I am looking forward to a bit of a break next week so we can recharge for the second half of our CSA season. The nice part is that we've already done much more than half of the work for the season. Once we get past mid-September we will mostly be harvesting and cleaning up for the season - very little planting and weeding to be done at that point :) I hope you all are doing well and have a great couple of weeks!
Recipes from Maria:
Toasted Garlic Romano Beans
Ingredients
1 pound Romano beans
1/2 cup grape tomatoes halved
2 cloves garlic minced
1 tablespoon chopped fresh rosemary
1 tablespoon chopped fresh parsley
1 tablespoon chopped fresh oregano
3 tablespoons extra virgin cold pressed olive oil
1 teaspoon coarse sea salt crushed
1 teaspoon fresh cracked black pepper
Instructions
Wash beans and tomatoes.
Pre- heat oven to 350° F.
Toss grape tomatoes with 1 tablespoon olive oil, a pinch of salt and pepper and a whole clove of garlic.
Spread on a parchment lined baking sheet.
Bake for about 10 minutes, remove and set aside.
While tomatoes are cooking, bring a large pot of water to boil and toss in green beans. Cook for about 2-4 minutes then take beans out and submerge in an ice bath to stop the cooking.
In a large skillet put 1 1/2 tablespoons olive oil and garlic till toasted a bit.

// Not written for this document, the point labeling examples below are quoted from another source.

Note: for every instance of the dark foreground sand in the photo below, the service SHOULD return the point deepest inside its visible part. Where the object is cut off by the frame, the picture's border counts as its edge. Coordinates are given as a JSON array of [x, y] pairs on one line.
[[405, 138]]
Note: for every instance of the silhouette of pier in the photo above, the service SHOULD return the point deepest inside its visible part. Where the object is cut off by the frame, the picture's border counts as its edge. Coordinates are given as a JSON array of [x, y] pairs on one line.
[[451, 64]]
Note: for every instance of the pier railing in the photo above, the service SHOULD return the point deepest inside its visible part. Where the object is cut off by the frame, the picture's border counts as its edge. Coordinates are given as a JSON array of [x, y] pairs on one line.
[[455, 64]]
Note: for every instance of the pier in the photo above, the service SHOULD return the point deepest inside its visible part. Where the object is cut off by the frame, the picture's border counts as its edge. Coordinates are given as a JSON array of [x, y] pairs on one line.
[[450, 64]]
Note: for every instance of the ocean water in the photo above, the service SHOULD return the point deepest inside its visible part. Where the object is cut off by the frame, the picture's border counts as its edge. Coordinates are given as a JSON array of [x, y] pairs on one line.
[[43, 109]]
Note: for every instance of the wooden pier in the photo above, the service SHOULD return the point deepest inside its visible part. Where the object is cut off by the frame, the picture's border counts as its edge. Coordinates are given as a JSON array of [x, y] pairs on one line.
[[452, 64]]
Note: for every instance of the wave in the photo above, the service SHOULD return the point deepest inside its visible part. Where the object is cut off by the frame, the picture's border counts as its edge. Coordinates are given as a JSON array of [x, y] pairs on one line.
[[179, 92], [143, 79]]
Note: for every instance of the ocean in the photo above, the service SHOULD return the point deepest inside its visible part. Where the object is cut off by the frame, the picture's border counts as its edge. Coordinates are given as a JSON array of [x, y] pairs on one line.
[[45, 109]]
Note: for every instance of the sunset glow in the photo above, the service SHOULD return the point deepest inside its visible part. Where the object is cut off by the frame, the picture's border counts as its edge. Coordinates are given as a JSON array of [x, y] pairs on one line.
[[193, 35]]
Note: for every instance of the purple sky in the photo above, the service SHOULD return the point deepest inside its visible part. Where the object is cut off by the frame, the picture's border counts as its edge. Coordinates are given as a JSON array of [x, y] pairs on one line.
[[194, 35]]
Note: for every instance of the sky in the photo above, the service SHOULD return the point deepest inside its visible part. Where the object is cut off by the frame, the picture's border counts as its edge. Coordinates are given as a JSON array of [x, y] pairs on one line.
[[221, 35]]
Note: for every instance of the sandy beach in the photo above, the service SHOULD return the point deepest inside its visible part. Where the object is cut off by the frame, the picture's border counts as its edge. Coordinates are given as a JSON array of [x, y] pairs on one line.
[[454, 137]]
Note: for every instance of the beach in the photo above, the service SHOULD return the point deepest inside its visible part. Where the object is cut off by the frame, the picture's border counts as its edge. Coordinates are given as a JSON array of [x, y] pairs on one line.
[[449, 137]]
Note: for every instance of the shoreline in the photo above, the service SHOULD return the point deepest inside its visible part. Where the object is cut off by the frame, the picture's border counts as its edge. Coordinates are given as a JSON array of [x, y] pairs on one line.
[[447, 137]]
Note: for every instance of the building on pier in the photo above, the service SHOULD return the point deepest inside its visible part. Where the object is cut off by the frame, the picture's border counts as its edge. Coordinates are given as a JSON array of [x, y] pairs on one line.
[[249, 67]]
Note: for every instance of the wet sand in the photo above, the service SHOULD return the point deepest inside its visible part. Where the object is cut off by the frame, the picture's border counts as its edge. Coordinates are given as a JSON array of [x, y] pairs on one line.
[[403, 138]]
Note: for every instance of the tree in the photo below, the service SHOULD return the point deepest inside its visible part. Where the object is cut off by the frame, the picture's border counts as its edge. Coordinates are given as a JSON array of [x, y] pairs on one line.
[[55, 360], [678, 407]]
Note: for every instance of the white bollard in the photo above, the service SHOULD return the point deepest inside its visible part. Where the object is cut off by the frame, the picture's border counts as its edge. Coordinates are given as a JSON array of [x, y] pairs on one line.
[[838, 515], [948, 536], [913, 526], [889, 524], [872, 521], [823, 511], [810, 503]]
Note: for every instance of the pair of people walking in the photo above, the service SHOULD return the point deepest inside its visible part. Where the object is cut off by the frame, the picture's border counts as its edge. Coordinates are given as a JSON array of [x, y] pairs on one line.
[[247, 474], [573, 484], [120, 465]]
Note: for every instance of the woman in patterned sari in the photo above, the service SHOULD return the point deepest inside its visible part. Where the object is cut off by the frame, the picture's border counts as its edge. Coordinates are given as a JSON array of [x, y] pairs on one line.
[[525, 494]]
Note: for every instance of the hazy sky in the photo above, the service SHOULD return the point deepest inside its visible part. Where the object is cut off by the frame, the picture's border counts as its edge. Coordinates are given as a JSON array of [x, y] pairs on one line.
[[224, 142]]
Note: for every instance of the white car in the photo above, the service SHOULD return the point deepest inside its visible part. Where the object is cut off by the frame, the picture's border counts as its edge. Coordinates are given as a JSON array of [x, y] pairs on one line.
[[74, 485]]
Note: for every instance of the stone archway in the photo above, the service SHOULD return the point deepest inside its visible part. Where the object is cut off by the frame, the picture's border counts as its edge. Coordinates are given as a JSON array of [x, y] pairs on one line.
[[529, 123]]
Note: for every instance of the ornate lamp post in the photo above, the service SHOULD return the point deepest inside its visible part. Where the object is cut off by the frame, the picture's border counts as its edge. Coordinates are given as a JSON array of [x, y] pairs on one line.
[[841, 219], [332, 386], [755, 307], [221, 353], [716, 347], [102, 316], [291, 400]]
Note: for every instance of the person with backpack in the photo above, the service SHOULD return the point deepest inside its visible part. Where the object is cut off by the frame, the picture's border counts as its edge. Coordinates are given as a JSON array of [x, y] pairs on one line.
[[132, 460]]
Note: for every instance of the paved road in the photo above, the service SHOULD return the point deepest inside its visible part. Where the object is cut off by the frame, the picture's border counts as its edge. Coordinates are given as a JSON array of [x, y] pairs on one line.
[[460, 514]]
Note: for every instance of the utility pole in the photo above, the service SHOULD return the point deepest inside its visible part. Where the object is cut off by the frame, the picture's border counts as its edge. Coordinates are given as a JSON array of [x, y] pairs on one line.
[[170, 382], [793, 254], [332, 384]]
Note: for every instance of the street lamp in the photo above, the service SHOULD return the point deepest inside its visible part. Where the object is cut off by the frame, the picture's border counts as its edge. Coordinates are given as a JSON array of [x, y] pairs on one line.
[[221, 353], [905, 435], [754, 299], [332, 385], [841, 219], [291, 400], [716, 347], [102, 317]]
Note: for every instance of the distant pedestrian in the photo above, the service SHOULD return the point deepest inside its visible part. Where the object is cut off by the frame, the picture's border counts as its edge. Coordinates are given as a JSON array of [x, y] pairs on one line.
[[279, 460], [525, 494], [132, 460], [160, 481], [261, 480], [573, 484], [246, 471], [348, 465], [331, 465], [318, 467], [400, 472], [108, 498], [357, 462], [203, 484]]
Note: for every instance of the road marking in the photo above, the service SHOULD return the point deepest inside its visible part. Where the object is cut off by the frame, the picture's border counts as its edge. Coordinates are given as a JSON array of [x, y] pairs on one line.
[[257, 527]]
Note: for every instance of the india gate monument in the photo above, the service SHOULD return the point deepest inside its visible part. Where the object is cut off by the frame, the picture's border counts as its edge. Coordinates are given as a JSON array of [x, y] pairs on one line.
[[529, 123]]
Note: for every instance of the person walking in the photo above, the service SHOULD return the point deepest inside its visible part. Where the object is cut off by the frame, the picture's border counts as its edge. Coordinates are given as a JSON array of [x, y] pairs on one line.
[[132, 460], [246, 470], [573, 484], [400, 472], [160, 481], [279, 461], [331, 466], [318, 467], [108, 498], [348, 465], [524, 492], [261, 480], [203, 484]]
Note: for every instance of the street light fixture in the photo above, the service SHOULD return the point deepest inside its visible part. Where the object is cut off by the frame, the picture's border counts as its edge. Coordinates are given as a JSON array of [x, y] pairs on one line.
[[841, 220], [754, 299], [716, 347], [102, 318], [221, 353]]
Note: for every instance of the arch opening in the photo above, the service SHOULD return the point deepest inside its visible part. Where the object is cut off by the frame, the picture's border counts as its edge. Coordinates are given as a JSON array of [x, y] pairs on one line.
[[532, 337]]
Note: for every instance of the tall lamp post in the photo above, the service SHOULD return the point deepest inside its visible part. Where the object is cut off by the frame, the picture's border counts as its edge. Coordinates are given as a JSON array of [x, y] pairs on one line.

Toss in green beans and tomatoes, rosemary, parsley,and oregano.
Mix lightly but evenly coating all the vegetables about 2 minutes.

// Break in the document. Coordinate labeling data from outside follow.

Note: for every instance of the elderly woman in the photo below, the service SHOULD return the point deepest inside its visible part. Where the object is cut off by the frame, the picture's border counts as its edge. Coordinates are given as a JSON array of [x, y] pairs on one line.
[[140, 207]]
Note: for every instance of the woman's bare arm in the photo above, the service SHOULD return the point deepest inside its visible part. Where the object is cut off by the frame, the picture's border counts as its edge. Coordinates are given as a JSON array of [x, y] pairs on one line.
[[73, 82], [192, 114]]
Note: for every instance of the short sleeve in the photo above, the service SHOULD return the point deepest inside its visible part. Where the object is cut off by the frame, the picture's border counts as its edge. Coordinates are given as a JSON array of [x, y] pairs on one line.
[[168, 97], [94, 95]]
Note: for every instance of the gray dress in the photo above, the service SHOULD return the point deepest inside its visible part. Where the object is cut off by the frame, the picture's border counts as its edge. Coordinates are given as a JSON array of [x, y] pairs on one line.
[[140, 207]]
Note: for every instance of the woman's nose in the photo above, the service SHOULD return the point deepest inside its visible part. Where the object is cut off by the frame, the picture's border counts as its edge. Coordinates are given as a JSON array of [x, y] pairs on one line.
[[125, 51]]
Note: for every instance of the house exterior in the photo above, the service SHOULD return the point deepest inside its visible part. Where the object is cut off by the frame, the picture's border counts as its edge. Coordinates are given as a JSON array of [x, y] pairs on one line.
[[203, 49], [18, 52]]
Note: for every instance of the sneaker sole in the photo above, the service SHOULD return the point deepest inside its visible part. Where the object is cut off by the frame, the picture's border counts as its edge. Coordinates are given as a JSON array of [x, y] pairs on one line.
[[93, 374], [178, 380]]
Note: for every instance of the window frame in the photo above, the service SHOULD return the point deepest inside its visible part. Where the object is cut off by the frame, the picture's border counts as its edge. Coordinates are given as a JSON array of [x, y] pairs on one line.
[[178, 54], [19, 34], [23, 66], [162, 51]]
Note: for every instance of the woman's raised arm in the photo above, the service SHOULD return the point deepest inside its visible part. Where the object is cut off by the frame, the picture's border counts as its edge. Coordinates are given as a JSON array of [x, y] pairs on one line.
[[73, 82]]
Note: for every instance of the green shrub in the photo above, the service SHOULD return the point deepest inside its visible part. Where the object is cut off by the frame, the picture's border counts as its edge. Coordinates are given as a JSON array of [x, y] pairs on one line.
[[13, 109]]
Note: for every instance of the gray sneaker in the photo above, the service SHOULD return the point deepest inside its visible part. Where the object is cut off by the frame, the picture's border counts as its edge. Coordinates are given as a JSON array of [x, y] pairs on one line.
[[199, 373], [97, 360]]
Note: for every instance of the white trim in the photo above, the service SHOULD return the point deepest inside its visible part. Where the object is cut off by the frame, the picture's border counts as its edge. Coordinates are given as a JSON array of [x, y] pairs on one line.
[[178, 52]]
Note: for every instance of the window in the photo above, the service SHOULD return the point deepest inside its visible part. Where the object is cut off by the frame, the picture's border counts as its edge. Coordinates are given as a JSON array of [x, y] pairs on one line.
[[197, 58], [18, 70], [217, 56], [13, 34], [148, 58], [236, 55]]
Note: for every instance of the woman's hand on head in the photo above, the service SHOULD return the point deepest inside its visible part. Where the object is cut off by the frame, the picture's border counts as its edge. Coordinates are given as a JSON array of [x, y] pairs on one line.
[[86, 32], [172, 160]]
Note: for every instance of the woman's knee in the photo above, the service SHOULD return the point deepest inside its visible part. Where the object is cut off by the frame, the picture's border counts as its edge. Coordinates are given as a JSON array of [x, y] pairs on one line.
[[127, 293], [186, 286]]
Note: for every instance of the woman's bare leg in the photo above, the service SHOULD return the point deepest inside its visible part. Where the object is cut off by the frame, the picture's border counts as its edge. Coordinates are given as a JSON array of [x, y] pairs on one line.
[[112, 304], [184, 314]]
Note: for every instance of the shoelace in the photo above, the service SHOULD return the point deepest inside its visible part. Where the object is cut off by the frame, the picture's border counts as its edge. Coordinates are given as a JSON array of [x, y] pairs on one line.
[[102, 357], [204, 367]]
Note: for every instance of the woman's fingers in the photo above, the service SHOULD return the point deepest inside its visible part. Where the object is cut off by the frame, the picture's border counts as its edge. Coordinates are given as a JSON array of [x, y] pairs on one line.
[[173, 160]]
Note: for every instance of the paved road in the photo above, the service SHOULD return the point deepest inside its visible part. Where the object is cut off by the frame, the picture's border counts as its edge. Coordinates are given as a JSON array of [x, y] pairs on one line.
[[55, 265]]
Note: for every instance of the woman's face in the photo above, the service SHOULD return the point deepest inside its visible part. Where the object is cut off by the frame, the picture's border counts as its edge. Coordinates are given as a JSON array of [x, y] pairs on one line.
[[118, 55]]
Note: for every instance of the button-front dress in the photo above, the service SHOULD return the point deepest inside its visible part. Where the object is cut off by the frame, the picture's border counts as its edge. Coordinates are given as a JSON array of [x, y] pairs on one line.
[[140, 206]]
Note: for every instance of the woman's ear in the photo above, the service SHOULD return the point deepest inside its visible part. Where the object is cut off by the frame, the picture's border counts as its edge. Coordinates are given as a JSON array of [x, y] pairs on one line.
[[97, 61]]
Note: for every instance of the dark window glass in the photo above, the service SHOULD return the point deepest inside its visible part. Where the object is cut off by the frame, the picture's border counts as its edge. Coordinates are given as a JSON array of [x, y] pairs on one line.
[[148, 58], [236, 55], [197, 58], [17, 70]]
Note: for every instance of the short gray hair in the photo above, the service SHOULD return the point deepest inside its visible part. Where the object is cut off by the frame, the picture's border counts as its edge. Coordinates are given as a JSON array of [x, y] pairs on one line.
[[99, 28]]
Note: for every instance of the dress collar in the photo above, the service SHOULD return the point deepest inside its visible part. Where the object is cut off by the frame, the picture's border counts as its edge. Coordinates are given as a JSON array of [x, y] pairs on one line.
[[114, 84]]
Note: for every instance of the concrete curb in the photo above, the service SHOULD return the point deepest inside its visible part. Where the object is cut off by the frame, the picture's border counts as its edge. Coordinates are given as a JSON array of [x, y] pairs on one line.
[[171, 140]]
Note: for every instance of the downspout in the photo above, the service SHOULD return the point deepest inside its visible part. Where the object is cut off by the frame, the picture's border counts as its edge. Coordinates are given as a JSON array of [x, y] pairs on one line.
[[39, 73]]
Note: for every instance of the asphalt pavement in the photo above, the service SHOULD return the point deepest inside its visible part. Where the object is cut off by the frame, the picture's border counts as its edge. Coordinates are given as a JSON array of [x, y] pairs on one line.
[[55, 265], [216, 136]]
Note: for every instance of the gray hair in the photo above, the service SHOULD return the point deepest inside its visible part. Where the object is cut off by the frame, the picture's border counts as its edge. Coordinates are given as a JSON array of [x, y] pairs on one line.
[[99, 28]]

Finish with a dash of cracked coarse sea salt and black pepper.
And a finishing touch, drizzle 1/2 tablespoon olive oil.
Serve immediately.
Simple Ratatouille
Ingredients
1 large eggplant (aubergine)
1 large zucchini
3 tomatoes
1 bell pepper
1 onion, finely chopped
3 garlic cloves minced
1 tbsp oil
1/4 cup red wine or vegetable broth
1 tsp paprika
1 tsp brown sugar or any other sweetener
3/4 tsp sea salt (or less/more to taste)
1/2 tsp dried oregano
1/3 tsp smoked paprika
1/4 tsp red pepper flakes (or less if you don't like it too spicy)
1/4 tsp ground ginger
1 tbsp tomato paste
1 tbsp balsamic vinegar
Fresh thyme chopped roughly (to taste)
Black pepper to taste
Instructions
Chop all veggies (eggplant, zucchini, tomatoes, bell pepper) into 1-inch (3 cm) pieces. Finely chop onion and garlic.
Heat oil in a skillet over medium heat, add onion and sauté for about 4-5 minutes or until lightly browned.
Add garlic and eggplant and cook for 3-4 minutes, then add the red wine and all spices. Let simmer on low-medium heat for a further 5-6 minutes, stirring occasionally.
Add all remaining ingredients (except tomato paste and balsamic vinegar) and cook for about 10 minutes or until the veggies are soft (but not mushy). If you prefer more sauce, add more red wine or broth.
Finally, add the tomato paste (you can add more than 1 tbsp if you want a thicker sauce) and the balsamic vinegar.
Taste and adjust seasoning. Enjoy! This easy Ratatouille recipe can be served with bread or rice.